Ruth Marr, Stirling.

Read more: Prof John Curtice: SNP heading for 'all-time record' in EU elections

THERE is a particularly sharp focus on the upcoming EU elections for voters in Scotland. It has been generated by the relentlessly exclusive manner in which the UK government at Westminster has conducted Brexit negotiations.

Scotland is comparable to Austria in area, to Denmark in population and few now argue it could not be an independent European country. Objective comparisons show independence can open a path to enhanced prosperity while moving towards a more equitable society – potentially beneficial to neighbouring countries too.
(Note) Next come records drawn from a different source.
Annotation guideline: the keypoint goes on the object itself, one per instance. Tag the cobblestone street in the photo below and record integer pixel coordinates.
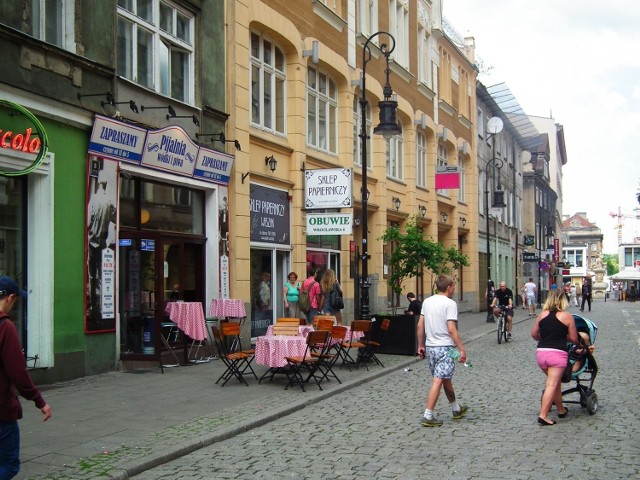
(373, 430)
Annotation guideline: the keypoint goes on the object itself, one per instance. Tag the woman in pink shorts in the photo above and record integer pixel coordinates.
(553, 329)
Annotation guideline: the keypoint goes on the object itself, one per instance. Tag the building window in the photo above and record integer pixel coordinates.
(268, 84)
(155, 47)
(399, 24)
(421, 160)
(462, 191)
(395, 161)
(52, 22)
(368, 16)
(357, 126)
(322, 112)
(443, 163)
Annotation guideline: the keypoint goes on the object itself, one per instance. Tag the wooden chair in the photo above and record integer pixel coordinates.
(369, 351)
(317, 319)
(285, 329)
(288, 321)
(233, 361)
(356, 326)
(317, 344)
(333, 353)
(231, 332)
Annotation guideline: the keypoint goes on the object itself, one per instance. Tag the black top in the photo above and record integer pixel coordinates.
(504, 296)
(553, 333)
(415, 307)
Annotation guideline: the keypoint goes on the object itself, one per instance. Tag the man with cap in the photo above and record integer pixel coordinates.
(13, 377)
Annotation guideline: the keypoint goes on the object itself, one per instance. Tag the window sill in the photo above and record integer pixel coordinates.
(328, 15)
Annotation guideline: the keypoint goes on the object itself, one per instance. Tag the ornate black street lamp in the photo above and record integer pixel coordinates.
(388, 127)
(494, 126)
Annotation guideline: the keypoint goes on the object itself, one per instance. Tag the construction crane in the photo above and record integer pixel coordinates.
(620, 216)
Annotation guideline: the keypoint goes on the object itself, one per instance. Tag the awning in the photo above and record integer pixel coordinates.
(628, 275)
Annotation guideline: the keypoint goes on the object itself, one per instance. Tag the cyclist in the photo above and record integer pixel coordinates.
(503, 300)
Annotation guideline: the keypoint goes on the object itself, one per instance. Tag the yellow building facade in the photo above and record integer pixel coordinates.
(294, 73)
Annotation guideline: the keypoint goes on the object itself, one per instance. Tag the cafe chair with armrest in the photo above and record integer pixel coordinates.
(324, 324)
(231, 332)
(368, 353)
(363, 326)
(317, 344)
(233, 361)
(333, 353)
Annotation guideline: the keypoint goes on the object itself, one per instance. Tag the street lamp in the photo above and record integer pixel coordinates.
(388, 127)
(494, 126)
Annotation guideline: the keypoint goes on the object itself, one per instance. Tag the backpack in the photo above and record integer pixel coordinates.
(335, 298)
(304, 302)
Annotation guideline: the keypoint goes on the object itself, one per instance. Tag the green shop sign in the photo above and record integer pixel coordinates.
(26, 141)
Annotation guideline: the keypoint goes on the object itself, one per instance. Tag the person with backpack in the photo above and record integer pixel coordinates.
(291, 296)
(332, 301)
(309, 295)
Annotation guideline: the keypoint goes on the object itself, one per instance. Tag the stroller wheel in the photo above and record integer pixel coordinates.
(592, 402)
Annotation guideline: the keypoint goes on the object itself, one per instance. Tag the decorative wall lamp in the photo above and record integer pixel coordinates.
(194, 118)
(221, 138)
(172, 112)
(388, 127)
(112, 101)
(272, 162)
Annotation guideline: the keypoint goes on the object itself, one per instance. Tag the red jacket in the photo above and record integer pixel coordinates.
(13, 374)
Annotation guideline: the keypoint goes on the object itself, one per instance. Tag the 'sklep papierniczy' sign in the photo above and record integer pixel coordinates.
(24, 140)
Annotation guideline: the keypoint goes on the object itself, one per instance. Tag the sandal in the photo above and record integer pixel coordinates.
(544, 423)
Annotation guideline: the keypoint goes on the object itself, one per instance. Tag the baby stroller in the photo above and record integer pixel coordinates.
(586, 374)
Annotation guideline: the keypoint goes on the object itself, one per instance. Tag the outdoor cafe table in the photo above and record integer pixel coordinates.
(302, 330)
(189, 318)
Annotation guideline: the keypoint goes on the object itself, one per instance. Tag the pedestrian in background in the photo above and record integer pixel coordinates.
(552, 329)
(13, 377)
(586, 293)
(437, 333)
(291, 295)
(573, 296)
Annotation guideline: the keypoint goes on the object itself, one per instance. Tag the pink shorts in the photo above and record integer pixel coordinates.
(550, 358)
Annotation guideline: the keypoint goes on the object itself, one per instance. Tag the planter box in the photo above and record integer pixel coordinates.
(401, 338)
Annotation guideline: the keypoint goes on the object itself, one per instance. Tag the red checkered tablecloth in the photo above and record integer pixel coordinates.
(272, 350)
(302, 330)
(189, 318)
(227, 308)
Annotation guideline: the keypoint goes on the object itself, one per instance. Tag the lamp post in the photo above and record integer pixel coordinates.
(388, 127)
(494, 126)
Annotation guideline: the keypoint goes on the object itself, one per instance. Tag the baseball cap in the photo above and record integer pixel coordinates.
(9, 286)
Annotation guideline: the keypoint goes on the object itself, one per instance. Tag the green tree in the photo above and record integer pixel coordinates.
(412, 255)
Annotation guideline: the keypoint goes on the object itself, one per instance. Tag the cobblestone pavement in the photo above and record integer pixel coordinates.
(373, 430)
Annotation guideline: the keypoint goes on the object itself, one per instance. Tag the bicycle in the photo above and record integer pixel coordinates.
(501, 327)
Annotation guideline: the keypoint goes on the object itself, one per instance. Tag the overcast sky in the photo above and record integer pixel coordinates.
(579, 62)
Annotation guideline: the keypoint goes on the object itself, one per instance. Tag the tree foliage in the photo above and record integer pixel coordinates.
(412, 255)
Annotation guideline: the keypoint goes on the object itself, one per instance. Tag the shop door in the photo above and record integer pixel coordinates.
(153, 269)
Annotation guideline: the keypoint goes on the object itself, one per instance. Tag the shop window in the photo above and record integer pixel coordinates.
(159, 206)
(155, 47)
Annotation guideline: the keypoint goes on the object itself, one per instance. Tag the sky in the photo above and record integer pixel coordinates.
(577, 61)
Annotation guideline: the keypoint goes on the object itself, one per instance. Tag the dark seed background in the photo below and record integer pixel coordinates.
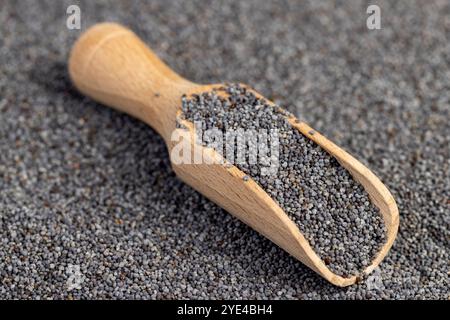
(82, 186)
There is an opportunity in the EU elections on May 23 for voters in Scotland to give a decisive signal about their aspirations: subservience or independence – the choice is in sharp focus.

Bruce Crichton,


HAVING received election leaflets from all political parties, today’s from the Conservative Party takes the biscuit. The SNP and Nicola Sturgeon feature so many times I have lost count. When I looked for their policies, again: one, Nicola Sturgeon, then two, respect the EU election result, although Scotland voted to remain in every constituency, in total more than 60 per cent, and three, help secure a sensible Brexit that works for Scotland?

I also wonder what John Dunlop (Letters, May 13) is trying to convey, is he under the impression the SNP is the only party spending money on election leaflets?

By the way, I am not a member of any political party.

Rosemarie Lang,


IN James Robb’s letter today (May 15), he has two Tory parties in Scotland, Unionist and Conservative. I would add a third: the Ruth Davidson Party, whose leaflet I received in the post today. In this “Davidson” Tory Party you can advocate any policy: anti-Brexit, pro-Brexit, pro-indyref2 then anti-indyref2 and like the Toon clock, you will eventually have a face to suit everyone. But a new, pro-Scotland political party on the right would seem to fill a void; not tax cuts for the rich, but grow our economy in a sustainable way to advantage both urban and rural Scotland.

Every poll for decades has shown Scots would prefer Devo Max: everything bar defence and foreign affairs to be controlled (that would mean sovereign control) by Holyrood. It would require an end to Barnett, perhaps over a decade, but then Scotland would be required to live entirely off its own revenues, and guaranteed consultation by, but no representation at, Westminster. If that were offered in a ballot I have no doubt it would sweep the board, but all we hear from the Tories is some laughable nonsense about a “Union Minister” in the Cabinet. Imagine you were trying to entice Ireland back into the UK. Would a “Union Minister” do the trick? Would it?